By Mary Ann Akers
Washington Post Staff Writer
Friday, March 13, 2009
Sen. David Vitter's reelection mission to rehabilitate his image in the wake of the D.C. madam scandal two years ago has hit a snag. The Louisiana Republican is now embroiled in a different kind of classic Washington brouhaha, this one involving a federal investigation of his alleged airport rage.
The Transportation Security Administration announced yesterday that it is reviewing a report that an angry Vitter set off an alarm at Dulles International Airport last week when he opened a security door to a jet bridge in his haste to make a United Airlines flight.
The TSA wouldn't comment beyond its statement that it is "reviewing the alleged incident." But airport security regulations stipulate that it is a Class 1 misdemeanor for an unauthorized person to enter a restricted area.
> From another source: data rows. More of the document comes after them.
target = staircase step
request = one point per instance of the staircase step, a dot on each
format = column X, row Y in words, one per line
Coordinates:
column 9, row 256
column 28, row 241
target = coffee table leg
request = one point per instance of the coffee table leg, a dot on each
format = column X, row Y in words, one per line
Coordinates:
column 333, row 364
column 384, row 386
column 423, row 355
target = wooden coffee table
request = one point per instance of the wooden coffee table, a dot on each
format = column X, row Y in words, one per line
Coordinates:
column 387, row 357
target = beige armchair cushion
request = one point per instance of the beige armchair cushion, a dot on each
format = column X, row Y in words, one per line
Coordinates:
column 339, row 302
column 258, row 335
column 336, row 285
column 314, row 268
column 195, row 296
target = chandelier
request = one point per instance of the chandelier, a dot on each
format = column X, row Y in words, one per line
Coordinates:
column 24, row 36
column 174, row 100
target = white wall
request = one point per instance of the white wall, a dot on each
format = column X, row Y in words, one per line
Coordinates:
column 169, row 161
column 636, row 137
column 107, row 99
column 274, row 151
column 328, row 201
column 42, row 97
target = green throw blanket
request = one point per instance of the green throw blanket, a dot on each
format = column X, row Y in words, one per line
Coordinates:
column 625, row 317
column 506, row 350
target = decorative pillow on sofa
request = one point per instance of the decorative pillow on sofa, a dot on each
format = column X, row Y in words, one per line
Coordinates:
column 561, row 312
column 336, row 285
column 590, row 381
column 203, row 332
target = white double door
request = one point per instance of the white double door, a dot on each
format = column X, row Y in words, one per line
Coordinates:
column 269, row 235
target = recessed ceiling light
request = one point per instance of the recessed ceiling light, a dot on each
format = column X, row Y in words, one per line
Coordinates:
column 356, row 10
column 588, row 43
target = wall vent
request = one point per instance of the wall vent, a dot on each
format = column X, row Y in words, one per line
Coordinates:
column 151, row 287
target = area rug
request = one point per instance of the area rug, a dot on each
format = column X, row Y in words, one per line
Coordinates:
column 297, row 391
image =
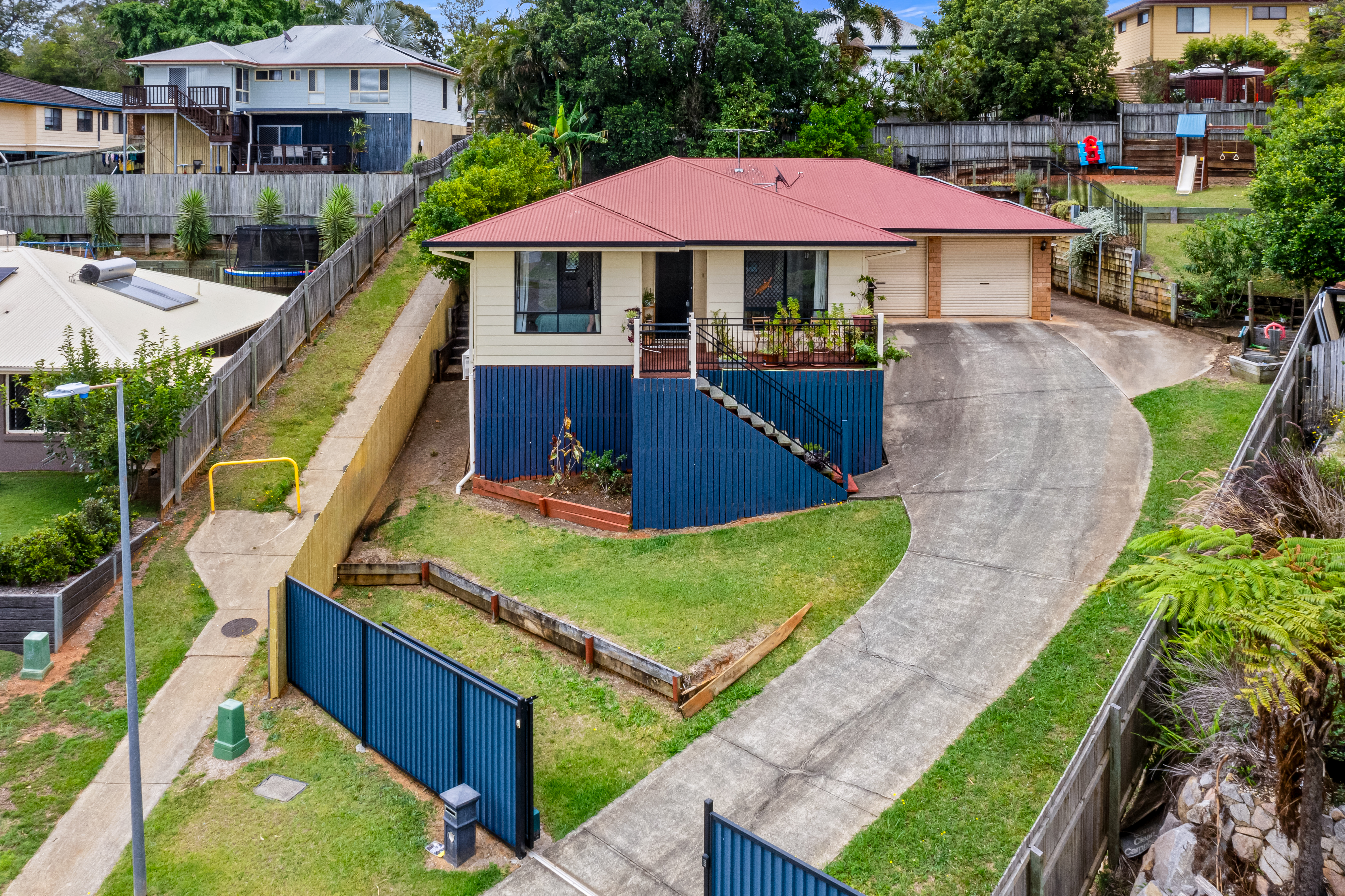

Airport police officers were called March 5 to deal with an "irate passenger" in the United terminal, but by the time officers arrived, the passenger was gone, according to Courtney Mickalonis, a spokeswoman for the Metropolitan Washington Airports Authority. Therefore, there is no police report of the incident, she said.
Vitter, in a statement, admitted that he "accidentally went through a wrong door at the gate." But he dismissed the original news report of the incident as appearing in a "silly gossip column." The column, in the Roll Call newspaper, cited an unnamed witness in describing Vitter's exchange with an airline employee as a " 'do-you-know-who-I-am' tirade that apparently grew quite heated."
So far, it's a "he said, she said" type of situation. That could change, however, if security cameras recorded the incident. Airport police officials declined to say whether such footage exists.
Vitter's airport woes have become highly politicized and come at an inopportune time for him.
The Democratic Senatorial Campaign Committee, which already had selected Vitter as a prime target for a challenge in 2010, released a statement this week inducting him into its "Hall of Shame" and mentioning his brush with a D.C. prostitution operation, an incident Vitter proclaimed a "very serious sin."
Vitter's office did not respond directly to The Washington Post's request for comment on the airport flap, forwarding the request to National Republican Senatorial Committee spokesman Brian Walsh. He contacted The Post yesterday to defend Vitter and brought up another recent aviation incident, in which Sen. Charles E. Schumer (D-N.Y.) persuaded a US Airways shuttle to depart New York early so he could make an important vote.
"There's a clear double standard here on how this story is being covered versus Senator Schumer using his office to have a US Airways plane leaving LaGuardia early," Walsh said.